曲は、極めて静謐で神聖なムードのまま、そっと終わる。

ギリングハムは、この連載では【第49回】≪戦死・不明の英雄たちよ~ベトナム・メモリアル≫で、すでに紹介している。よくジャーナリスティックな題材を選んで吹奏楽にしている人気作曲家だ。たとえば≪心に宿る永遠の三日月≫は、1997年に亡くなった3人の人物――ダイアナ元妃、マザー・テレサ、指揮者ゲオルグ・ショルティをモチーフにした吹奏楽曲である。作風は、たいへん知的で、単なる描写音楽の枠を超えた作品が多い。近年の日本では≪ウィズ・ハート・アンド・ヴォイス≫が大人気だ。

この曲は、ほかのギリングハム作品同様、神奈川県立厚木西高校(中山鉄也・指揮)によって、1999年に日本初演された。最新海外作品を積極的に取り入れ、日本に紹介する団体として知られている。最上部で挙げたCAFUAの2つのCDも、彼らの演奏である。

ところで……犯人マクベイは、死刑判決を下され、2001年6月11日、薬物による死刑が執行された。被害者の遺族が死刑執行に立ち会えることになったが、その数は800名を越えていた。そこで、抽選で一部の遺族のみが立ち会えることになり、執行の模様はテレビを通じてナマ中継された(ただし正式な遺族しか見られないよう、スクランブルがかけられた)。

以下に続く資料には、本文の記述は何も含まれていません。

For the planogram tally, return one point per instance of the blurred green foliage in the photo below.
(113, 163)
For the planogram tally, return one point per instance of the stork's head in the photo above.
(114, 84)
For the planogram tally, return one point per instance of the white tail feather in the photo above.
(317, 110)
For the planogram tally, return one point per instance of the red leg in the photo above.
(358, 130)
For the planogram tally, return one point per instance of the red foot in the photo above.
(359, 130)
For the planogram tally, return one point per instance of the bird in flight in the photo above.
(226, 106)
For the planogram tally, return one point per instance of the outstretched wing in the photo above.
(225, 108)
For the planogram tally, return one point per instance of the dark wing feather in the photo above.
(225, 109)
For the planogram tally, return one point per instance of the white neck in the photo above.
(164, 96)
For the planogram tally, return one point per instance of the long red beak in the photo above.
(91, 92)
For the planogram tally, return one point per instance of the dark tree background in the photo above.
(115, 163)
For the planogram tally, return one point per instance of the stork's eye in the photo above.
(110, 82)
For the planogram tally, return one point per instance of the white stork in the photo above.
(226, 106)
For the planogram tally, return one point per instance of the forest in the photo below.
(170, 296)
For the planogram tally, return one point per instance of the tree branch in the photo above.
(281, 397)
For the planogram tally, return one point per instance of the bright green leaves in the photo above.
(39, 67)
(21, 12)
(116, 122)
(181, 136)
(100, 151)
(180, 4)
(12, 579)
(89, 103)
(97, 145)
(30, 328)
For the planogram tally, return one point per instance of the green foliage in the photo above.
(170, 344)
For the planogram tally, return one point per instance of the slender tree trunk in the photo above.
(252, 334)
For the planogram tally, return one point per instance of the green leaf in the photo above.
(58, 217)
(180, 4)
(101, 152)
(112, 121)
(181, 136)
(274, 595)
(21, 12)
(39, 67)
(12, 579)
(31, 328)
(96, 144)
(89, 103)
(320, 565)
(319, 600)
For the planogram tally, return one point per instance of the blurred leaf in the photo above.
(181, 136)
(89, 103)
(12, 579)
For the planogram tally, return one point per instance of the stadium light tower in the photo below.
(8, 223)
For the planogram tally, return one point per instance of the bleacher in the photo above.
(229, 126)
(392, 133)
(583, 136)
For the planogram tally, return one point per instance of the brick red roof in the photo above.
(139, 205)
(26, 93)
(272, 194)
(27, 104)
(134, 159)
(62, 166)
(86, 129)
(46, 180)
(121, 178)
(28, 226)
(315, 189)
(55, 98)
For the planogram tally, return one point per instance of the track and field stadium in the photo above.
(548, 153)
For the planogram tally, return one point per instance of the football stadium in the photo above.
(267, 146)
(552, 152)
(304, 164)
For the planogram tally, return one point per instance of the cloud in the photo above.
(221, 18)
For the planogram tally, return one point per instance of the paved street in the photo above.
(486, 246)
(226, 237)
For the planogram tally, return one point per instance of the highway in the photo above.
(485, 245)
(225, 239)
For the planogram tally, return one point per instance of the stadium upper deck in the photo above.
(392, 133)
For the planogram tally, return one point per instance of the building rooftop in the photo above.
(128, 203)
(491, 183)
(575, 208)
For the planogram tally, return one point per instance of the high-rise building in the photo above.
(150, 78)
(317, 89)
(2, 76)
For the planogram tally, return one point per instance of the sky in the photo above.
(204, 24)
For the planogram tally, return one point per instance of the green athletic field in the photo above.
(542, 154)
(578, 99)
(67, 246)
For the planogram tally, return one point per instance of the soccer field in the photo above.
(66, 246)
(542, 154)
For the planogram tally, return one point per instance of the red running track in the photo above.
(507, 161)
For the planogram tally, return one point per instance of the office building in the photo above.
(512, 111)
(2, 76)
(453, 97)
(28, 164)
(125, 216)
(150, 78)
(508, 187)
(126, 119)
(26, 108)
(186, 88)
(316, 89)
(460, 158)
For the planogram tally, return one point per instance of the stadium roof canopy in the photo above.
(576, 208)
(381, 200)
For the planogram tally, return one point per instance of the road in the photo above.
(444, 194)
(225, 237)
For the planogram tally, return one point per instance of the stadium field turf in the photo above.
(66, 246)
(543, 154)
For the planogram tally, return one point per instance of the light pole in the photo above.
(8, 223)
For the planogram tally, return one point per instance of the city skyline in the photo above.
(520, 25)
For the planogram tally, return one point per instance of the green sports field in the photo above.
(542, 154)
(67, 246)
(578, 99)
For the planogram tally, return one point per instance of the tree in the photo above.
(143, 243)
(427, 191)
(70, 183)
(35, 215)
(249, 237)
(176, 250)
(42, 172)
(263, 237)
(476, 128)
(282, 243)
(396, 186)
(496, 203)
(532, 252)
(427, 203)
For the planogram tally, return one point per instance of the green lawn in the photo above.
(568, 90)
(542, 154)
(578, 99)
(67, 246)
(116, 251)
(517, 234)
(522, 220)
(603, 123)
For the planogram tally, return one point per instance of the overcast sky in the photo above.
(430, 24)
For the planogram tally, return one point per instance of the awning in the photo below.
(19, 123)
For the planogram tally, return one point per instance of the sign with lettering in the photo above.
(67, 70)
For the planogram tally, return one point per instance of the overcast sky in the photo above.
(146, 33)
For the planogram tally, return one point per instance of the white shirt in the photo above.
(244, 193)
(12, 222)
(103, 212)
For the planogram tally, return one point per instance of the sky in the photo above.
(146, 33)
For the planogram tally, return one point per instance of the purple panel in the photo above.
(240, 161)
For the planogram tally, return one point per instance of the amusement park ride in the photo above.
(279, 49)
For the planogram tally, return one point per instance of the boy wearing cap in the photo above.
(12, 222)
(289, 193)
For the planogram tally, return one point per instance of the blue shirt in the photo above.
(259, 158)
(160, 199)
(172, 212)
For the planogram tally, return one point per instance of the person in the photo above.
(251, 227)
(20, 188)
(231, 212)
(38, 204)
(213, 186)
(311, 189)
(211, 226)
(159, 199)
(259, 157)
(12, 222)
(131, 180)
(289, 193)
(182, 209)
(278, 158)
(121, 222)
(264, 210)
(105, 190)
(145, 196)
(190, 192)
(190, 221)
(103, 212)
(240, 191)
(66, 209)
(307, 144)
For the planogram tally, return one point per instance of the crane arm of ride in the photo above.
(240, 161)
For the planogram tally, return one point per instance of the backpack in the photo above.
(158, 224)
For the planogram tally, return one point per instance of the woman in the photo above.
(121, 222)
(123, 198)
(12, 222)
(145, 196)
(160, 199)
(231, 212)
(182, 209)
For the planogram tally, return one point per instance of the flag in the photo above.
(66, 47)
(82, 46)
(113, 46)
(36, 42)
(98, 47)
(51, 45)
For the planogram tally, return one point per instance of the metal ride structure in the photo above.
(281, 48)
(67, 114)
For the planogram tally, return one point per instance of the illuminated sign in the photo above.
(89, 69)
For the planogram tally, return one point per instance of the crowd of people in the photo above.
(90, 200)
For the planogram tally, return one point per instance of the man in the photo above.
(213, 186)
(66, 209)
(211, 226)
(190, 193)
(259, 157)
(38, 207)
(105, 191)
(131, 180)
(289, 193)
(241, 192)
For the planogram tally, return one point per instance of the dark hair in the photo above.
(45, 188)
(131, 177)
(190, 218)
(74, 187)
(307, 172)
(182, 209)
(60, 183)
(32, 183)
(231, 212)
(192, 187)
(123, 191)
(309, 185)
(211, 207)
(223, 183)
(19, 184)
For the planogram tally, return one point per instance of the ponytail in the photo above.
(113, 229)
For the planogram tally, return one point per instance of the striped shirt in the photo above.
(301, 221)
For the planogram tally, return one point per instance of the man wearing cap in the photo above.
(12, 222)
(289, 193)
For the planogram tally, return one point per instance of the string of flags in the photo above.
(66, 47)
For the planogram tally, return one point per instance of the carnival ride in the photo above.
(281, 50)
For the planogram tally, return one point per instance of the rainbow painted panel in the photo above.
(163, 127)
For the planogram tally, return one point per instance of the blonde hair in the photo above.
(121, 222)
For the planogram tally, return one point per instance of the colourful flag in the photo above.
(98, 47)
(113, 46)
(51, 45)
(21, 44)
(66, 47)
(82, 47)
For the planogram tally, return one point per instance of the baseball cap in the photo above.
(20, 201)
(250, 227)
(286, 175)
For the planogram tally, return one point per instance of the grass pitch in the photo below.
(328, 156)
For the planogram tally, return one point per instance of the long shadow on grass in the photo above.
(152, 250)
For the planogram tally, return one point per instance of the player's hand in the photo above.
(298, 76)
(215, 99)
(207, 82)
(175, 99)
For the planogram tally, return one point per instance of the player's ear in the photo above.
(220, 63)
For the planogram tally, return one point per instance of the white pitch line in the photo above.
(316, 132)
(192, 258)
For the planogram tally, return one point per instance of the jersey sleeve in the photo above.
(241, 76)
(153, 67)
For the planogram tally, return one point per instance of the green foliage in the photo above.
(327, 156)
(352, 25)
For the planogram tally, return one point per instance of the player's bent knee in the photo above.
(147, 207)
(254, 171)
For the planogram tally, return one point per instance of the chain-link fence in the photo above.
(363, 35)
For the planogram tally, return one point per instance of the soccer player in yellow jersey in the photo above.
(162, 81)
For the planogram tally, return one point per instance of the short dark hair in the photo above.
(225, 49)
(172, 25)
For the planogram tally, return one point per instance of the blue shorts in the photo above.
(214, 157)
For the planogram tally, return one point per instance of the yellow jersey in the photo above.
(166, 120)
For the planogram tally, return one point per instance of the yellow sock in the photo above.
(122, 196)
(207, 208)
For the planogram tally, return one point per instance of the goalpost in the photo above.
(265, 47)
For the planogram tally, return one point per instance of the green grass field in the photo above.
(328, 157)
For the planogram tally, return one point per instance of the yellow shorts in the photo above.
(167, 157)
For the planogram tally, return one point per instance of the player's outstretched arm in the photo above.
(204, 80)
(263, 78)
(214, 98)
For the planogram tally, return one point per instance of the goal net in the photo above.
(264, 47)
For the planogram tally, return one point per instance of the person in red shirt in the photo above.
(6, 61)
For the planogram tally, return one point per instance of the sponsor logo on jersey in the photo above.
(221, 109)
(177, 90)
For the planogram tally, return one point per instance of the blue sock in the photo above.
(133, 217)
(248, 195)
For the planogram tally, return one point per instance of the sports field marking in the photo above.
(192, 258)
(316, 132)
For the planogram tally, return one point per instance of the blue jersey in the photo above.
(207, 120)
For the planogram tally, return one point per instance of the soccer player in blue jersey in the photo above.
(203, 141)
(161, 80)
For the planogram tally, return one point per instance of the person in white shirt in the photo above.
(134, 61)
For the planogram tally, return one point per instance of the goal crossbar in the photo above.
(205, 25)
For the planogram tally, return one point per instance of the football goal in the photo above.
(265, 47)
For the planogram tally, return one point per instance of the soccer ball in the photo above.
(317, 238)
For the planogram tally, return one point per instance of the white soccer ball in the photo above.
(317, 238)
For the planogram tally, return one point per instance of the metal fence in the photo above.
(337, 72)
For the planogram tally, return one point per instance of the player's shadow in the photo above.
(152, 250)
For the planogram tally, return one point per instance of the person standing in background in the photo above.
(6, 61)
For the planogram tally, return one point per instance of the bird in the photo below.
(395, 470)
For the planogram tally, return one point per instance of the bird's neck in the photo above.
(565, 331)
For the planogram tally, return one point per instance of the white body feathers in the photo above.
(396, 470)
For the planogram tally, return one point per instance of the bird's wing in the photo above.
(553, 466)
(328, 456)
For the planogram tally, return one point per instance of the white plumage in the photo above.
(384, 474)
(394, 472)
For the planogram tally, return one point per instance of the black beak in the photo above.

死刑執行直前、マクベイは「アメリカは、近々、再び大災害に襲われるであろう」と不気味な言葉を残していた。その言葉からちょうど3ヵ月後の2001年9月11日、アメリカに何が起きたかは、もう説明の要はないだろう。
<敬称略>

【注1】アメリカのTVドラマ『Xファイル』第4シーズンの一編「追憶」は、この事件をモデルにした物語。

【注2】このあたりは、天野正道≪おほなゐ~1995.1.17.阪神淡路大震災へのオマージュ≫に近い感覚かもしれない。この曲を被災地の人たちが演奏するには、それなりの覚悟が必要なはずだ。